Ashlyn Rickard, PhD, received her doctoral degree in Medical Physics at Duke University in 2022, where she specialized in diagnostic imaging systems and radiation biology. In the Radiation Oncology laboratory of her PhD advisor, Gregory Palmer, PhD, she studies tissue-oxygen-imaging techniques using optical nanoprobes, Cherenkov emission imaging and electron paramagnetic resonance oxygen imaging. Because oxygen imaging has clinical implications in cancer research and radiation biology, most studies included radiation therapy and other anti-cancer therapies. At the time of writing, Ashlyn has published three first-author manuscripts; is a trainee member of the Duke Cancer Institute; is an active Scholar-in-Training and Education Committee member in the Radiation Research Society; received the Radiation Research Society Travel Grant in 2019, to present a talk on applying electron paramagnetic resonance oxygen imaging to oxygen microbubble radiosensitization therapy; received the Top 3 Poster Award at the Annual Retreat of the Duke Radiation Oncology and Imaging Program in 2018; served as a member of the Gordon G. Hammes Faculty Teaching Award Selection Committee at Duke University in 2019; received the Most Exciting New Imaging Technology Award at the Imaging Technology Fair at Duke University in 2017; and received the Chancellor’s Scholarship at Duke University. She intends to continue her training in the Radiation Oncology laboratory of Yvonne Mowery, MD, PhD who specializes in novel head and neck cancer treatments.
About the Webinar
Hypoxia, a prevalent characteristic of most solid, malignant tumors, contributes to diminished therapeutic responses and more aggressive phenotypes. The impact of hypoxia on radiotherapy response is significant: hypoxic tissue is 3x less radiosensitive than normoxic tissue.

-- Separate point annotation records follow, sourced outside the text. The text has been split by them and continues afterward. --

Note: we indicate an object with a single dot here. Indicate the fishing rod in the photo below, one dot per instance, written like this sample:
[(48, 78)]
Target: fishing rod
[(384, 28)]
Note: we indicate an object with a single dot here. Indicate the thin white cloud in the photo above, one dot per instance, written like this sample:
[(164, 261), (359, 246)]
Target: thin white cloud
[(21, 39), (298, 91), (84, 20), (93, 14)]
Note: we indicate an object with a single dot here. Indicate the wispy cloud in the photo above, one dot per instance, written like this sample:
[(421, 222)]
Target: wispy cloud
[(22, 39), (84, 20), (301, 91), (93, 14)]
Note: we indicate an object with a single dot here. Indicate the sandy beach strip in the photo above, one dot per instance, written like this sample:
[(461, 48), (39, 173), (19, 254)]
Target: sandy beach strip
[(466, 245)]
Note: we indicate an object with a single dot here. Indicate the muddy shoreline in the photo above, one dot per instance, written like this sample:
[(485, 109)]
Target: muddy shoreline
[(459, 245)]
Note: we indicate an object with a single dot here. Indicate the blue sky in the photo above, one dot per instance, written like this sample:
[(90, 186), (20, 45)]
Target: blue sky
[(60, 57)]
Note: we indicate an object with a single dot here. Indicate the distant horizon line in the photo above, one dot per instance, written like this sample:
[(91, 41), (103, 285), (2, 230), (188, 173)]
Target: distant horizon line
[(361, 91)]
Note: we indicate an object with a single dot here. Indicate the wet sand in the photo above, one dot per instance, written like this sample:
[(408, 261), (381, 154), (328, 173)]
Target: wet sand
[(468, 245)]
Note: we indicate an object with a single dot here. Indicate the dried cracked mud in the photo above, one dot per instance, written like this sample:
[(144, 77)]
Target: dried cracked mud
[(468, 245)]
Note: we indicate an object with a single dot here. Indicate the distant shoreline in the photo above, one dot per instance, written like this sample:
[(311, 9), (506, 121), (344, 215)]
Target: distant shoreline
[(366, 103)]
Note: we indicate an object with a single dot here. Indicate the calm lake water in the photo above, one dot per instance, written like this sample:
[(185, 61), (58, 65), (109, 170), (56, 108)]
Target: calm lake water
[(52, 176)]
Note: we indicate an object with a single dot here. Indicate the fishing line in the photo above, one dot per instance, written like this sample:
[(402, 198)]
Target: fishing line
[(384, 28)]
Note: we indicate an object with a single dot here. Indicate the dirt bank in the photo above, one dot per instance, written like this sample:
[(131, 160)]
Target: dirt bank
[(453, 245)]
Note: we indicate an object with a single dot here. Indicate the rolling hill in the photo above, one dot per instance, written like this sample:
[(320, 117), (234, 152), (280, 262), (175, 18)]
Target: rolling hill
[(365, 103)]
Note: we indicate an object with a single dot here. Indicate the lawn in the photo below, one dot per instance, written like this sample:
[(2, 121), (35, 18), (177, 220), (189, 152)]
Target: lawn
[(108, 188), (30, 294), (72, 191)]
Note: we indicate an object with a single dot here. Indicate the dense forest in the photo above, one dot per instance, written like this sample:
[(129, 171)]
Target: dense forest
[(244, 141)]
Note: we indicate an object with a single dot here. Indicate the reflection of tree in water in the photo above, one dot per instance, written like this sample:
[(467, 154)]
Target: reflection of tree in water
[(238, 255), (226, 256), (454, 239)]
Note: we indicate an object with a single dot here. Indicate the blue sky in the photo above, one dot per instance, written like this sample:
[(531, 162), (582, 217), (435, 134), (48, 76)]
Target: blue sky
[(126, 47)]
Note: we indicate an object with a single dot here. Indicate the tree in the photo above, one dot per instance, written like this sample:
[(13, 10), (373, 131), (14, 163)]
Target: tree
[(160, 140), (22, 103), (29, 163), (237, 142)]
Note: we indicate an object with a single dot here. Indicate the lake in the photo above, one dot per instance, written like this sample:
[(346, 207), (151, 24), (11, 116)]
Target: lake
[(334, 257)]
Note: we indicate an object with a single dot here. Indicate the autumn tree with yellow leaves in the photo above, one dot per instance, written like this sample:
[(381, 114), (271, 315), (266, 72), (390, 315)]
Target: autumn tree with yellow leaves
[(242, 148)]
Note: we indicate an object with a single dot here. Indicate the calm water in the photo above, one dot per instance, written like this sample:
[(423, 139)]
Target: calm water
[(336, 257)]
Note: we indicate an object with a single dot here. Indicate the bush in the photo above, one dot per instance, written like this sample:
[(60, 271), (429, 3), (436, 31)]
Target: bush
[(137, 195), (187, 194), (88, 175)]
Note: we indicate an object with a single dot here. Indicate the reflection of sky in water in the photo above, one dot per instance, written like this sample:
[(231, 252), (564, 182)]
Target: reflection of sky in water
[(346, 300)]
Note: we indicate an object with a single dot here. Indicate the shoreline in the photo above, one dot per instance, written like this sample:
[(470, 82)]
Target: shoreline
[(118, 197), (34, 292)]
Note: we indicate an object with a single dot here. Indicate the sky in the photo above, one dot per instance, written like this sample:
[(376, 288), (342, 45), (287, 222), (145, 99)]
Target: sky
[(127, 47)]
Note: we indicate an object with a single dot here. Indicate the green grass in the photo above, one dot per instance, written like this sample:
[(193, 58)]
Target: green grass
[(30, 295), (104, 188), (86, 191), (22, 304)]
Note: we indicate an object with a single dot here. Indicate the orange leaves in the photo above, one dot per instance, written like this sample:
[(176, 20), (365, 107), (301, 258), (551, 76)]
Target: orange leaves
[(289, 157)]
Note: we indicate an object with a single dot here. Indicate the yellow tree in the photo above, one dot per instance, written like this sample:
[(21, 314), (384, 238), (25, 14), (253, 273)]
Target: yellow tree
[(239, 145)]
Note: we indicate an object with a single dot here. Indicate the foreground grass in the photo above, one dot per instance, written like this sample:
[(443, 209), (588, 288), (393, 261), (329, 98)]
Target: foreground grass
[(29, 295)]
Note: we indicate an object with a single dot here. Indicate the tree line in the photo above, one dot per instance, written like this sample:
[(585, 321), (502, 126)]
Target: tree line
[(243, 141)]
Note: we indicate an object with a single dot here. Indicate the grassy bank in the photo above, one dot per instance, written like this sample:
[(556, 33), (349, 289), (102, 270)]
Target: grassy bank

The major challenge in implementing hypoxic radiosensitizers is the lack of a high-resolution imaging modality that can directly quantify tissue oxygen concentration. A precommercial EPR oxygen-imager was used to quantify tumor hypoxia and investigate the hypoxia-modifying effects of the FDA-approved vasodilator papaverine (PPV). We aimed to quantify the change in absolute tumor hypoxia induced by papaverine in two murine tumor models: E0771 syngeneic mammary carcinoma and primary p53/MCA sarcomas. We hypothesized that 1) there is a PPV dose-related change in tissue pO2, 2) papaverine radiosensitizes tumors, increasing tumor control and survival probability, and 3) pre-screening tumors for baseline tumor hypoxia by EPR imaging predicts radiosensitization in response to PPV. We report that papaverine alters tumor hypoxia in the breast cancer model with an average 47.5% increase in median tumor pO2 and an average 7.8% decrease in tumor hypoxic fraction (<10mmHg); however, no radiosensitizing effect was apparent in either cancer model. We confirmed that hypoxic tumors are more radioresistant than normoxic tumors in the primary sarcoma model (p=0.0057) via oxygen quantification with EPR. Additionally, in a Cox Hazard Regression analysis for the sarcoma model, baseline hypoxic fractions proved to be a significant (p=0.0063) hazard in survivability. Papaverine’s effect on tumor vasculature (in combination with its oxygen consumption rate decrease) requires further study before concluding it is a hypoxic radiosensitizer.